Interagency Venture Capital Advisory Board
“The U.S. government needs a permanent and continuing flow of information and insights and market research of what’s coming next,” Herman said.
The concept is similar to government tech accelerator In-Q-Tel and the Homeland Security Department’s Office of Venture, Innovation and Engagement, which works with industry, entrepreneurs, venture capital firms, accelerators, incubators, and universities to detangle the innovation process.
The new interagency Venture Capital Advisory Group is a team within the Emerging Citizen Technology Office, co-chaired by the DHS Innovation team. Launched last week, Herman said the advisory board will allow all federal agencies to be able to tap into, learn and gather insights from leading tech investors about what’s coming next.
Governmentwide Education and Training System
AI will affect and be affected by all levels of an organization, according to Herman. “We need senior leaders, we need program managers, we have people who would never consider themselves technologists, to be able to see themselves as literate in this, and stakeholders and stewards, even if they’re not the techie,” he said.

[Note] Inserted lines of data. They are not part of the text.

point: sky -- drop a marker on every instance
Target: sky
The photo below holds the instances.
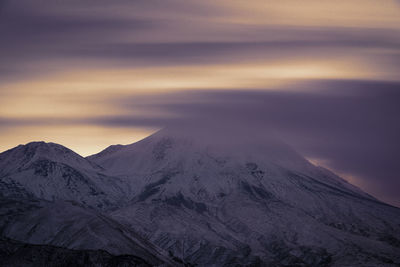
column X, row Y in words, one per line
column 322, row 75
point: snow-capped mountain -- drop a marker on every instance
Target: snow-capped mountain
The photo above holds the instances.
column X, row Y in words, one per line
column 69, row 225
column 52, row 172
column 209, row 200
column 221, row 202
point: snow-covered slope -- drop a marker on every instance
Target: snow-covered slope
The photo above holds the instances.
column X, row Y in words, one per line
column 50, row 171
column 211, row 201
column 72, row 226
column 218, row 202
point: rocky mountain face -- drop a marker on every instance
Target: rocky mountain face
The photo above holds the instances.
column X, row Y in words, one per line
column 14, row 253
column 176, row 198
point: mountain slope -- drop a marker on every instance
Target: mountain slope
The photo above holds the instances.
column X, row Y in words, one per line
column 70, row 225
column 217, row 202
column 14, row 253
column 50, row 171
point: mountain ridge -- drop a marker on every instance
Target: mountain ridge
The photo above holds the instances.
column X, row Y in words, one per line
column 215, row 203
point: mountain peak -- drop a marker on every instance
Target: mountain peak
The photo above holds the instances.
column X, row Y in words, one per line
column 24, row 155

Through its DigitalGov University, GSA is piloting an in-depth governmentwide education and training system. It’ll bring in organizations like NVIDIA to provide hands-on training and education on emerging technologies, like machine learning and blockchain, or “anything that we see that we know that we’re lacking a capability in the government,” Herman said.
The pilot will also allow GSA to work with the National Institute of Standards and Technology and other organizations for feedback.
Academic Research Outreach Program
GSA is trying to bridge the gap between some of the greatest research facilities in the U.S. that want to work with and apply their knowledge of AI to public services, and the people in government who can help make that happen.
“It’s often limited by, ‘who do u have the email address of?’” Herman said.
An interagency federal-wide academic research outreach program will liaison with the best emerging technology research facilities in the nation. It’ll allow research facilities to join the conversation with government, so agencies can start discussing and articulating the questions they need answered.
“Also, when they’re doing their research, we can plug them into exactly who they should be talking to in the government, because often times they might not know who it is because the bureaucracy is so dense,” Herman added. Researchers might not even know relevant programs exist.
“We got to stop that. If we’re going to approach AI better, if we’re going to do these public-private partnerships, we have to find new ways of doing it,” Herman said, which needs to be a cross-industry effort.
To accelerate these initiatives, Herman said his team is starting full scale design and execution from within the Emerging Citizen Technology communities.